US 12,462,028 B2
Ransomware detection accuracy based on machine learning analysis of filename extension patterns
Sanath Kumar, Woodbridge, NJ (US); Adwait Vinay Thattey, Boisar (IN); Arun Prasad Amarendran, Manalapan, NJ (US); and Brian F. Brockway, Shrewsbury, NJ (US)
Assigned to Commvault Systems, Inc., Tinton Falls, NJ (US)
Filed by Commvault Systems, Inc., Tinton Falls, NJ (US)
Filed on Feb. 26, 2024, as Appl. No. 18/586,618.
Prior Publication US 2025/0272398 A1, Aug. 28, 2025
Int. Cl. G06F 21/56 (2013.01); G06F 11/14 (2006.01)

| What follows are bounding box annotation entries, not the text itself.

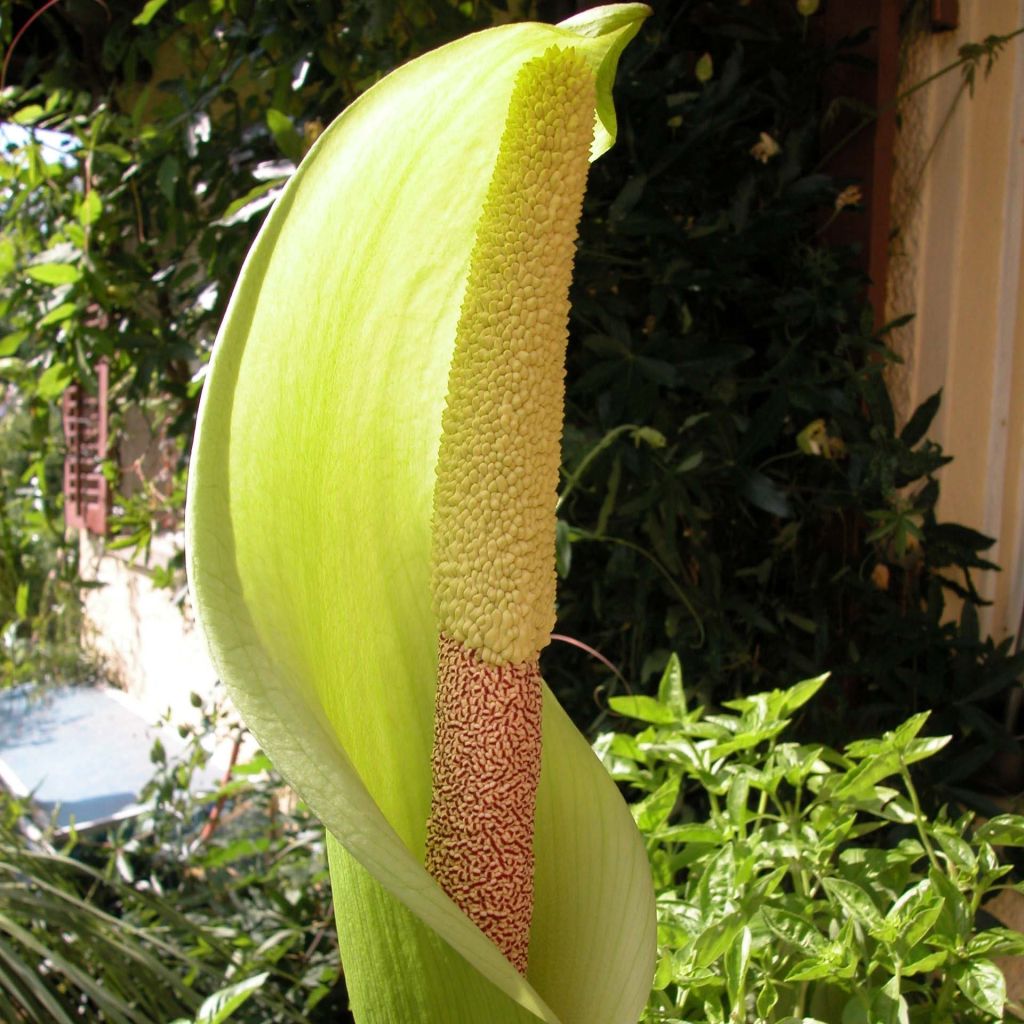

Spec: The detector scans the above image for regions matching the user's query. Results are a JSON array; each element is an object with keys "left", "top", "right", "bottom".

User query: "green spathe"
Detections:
[{"left": 187, "top": 4, "right": 654, "bottom": 1024}]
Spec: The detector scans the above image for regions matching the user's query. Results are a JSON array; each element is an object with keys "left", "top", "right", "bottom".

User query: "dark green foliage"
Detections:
[{"left": 546, "top": 3, "right": 1022, "bottom": 781}]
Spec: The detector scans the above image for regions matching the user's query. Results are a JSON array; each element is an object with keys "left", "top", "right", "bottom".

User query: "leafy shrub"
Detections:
[
  {"left": 596, "top": 657, "right": 1024, "bottom": 1024},
  {"left": 0, "top": 696, "right": 347, "bottom": 1024},
  {"left": 545, "top": 2, "right": 1024, "bottom": 783}
]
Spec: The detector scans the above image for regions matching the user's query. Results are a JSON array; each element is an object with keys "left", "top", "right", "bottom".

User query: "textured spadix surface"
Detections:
[{"left": 187, "top": 4, "right": 654, "bottom": 1024}]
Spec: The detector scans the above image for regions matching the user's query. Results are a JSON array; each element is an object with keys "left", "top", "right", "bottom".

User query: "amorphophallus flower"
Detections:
[{"left": 187, "top": 4, "right": 654, "bottom": 1024}]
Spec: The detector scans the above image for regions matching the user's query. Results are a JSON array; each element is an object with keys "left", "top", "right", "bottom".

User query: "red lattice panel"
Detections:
[{"left": 63, "top": 362, "right": 110, "bottom": 535}]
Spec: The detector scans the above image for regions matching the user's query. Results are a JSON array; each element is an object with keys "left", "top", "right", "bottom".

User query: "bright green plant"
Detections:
[
  {"left": 187, "top": 4, "right": 654, "bottom": 1024},
  {"left": 597, "top": 657, "right": 1024, "bottom": 1024}
]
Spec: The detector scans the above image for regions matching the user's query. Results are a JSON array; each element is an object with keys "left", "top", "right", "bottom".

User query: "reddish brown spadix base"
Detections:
[
  {"left": 427, "top": 635, "right": 542, "bottom": 974},
  {"left": 427, "top": 48, "right": 595, "bottom": 974}
]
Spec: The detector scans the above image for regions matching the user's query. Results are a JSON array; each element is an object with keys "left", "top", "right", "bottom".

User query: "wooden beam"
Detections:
[{"left": 822, "top": 0, "right": 902, "bottom": 326}]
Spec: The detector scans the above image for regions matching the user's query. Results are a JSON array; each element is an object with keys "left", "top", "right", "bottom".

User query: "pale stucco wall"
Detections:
[
  {"left": 888, "top": 0, "right": 1024, "bottom": 639},
  {"left": 80, "top": 532, "right": 217, "bottom": 722}
]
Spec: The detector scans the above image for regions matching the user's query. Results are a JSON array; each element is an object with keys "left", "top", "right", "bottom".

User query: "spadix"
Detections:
[{"left": 188, "top": 4, "right": 654, "bottom": 1024}]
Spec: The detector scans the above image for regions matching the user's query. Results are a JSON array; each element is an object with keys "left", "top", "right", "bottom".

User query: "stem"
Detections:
[{"left": 899, "top": 758, "right": 942, "bottom": 871}]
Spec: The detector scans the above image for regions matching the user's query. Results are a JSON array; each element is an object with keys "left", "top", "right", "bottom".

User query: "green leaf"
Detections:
[
  {"left": 608, "top": 695, "right": 678, "bottom": 725},
  {"left": 631, "top": 775, "right": 682, "bottom": 834},
  {"left": 949, "top": 959, "right": 1007, "bottom": 1020},
  {"left": 822, "top": 878, "right": 883, "bottom": 929},
  {"left": 25, "top": 263, "right": 82, "bottom": 285},
  {"left": 131, "top": 0, "right": 167, "bottom": 25},
  {"left": 975, "top": 814, "right": 1024, "bottom": 846},
  {"left": 761, "top": 906, "right": 826, "bottom": 952},
  {"left": 266, "top": 106, "right": 303, "bottom": 163},
  {"left": 196, "top": 971, "right": 270, "bottom": 1024},
  {"left": 0, "top": 331, "right": 29, "bottom": 358},
  {"left": 37, "top": 302, "right": 78, "bottom": 325},
  {"left": 36, "top": 362, "right": 75, "bottom": 401},
  {"left": 655, "top": 652, "right": 686, "bottom": 721},
  {"left": 75, "top": 188, "right": 103, "bottom": 227},
  {"left": 187, "top": 4, "right": 655, "bottom": 1024},
  {"left": 868, "top": 977, "right": 910, "bottom": 1024}
]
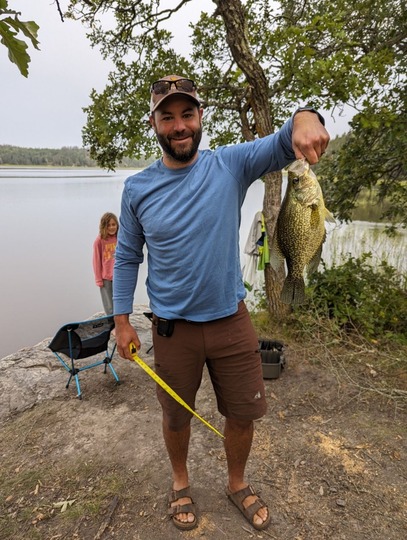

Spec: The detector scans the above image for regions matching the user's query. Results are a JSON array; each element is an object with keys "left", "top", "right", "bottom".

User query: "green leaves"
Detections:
[{"left": 0, "top": 0, "right": 39, "bottom": 77}]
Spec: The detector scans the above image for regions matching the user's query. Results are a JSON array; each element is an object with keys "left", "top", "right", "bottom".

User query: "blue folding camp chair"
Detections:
[{"left": 48, "top": 315, "right": 120, "bottom": 399}]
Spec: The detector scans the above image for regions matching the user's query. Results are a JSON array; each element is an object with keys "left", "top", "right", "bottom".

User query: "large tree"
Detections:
[{"left": 69, "top": 0, "right": 406, "bottom": 316}]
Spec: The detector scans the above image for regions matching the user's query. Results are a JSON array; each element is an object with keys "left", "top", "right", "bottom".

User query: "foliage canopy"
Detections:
[{"left": 62, "top": 0, "right": 407, "bottom": 229}]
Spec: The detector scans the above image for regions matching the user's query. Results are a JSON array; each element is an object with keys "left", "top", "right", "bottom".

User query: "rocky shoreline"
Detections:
[{"left": 0, "top": 305, "right": 151, "bottom": 423}]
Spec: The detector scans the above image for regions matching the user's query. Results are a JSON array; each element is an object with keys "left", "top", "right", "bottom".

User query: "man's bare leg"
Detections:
[
  {"left": 225, "top": 418, "right": 268, "bottom": 525},
  {"left": 163, "top": 423, "right": 195, "bottom": 523}
]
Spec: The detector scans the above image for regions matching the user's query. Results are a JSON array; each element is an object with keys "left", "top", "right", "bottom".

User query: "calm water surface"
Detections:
[{"left": 0, "top": 168, "right": 407, "bottom": 358}]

CPC G06F 21/565 (2013.01) [G06F 11/1458 (2013.01); G06F 2201/80 (2013.01); G06F 2221/034 (2013.01)] 20 Claims
OG exemplary drawing
 
1. A system comprising:
a first computing device comprising one or more hardware processors and computer memory carrying computer programming instructions that, when executed by the one or more hardware processors, configure the first computing device to perform a first backup job of a file system that comprises primary data, wherein the first backup job comprises:
in a scan of the file system, count how many of each distinct filename extension were found;
store a count of each distinct filename extension found in the scan of the file system in a database configured at the first computing device;
cause a copy of the database to be stored at a second computing device;
after one or more backup copies of the primary data are generated:
identify, based on information in the database, a plurality of first counts, wherein each first count corresponds to a distinct filename extension found in the scan of the file system,
identify, based on information in the database, a plurality of second counts, wherein each second count corresponds to a distinct filename extension found in a scan of the file system that was performed in an earlier backup job before the first backup job,
determine a first number of potential renames of filename extensions as compared to the earlier backup job,
use a machine learning model to determine whether the first number of potential renames of filename extensions conforms to a pattern generated by the machine learning model for the file system, wherein the pattern is based on a history of filename extension counts taken in past backup jobs of the file system that precede the first backup job,
based at least in part on determining that the first number does not conform to the pattern, generate an anomaly alert before completing the first backup job.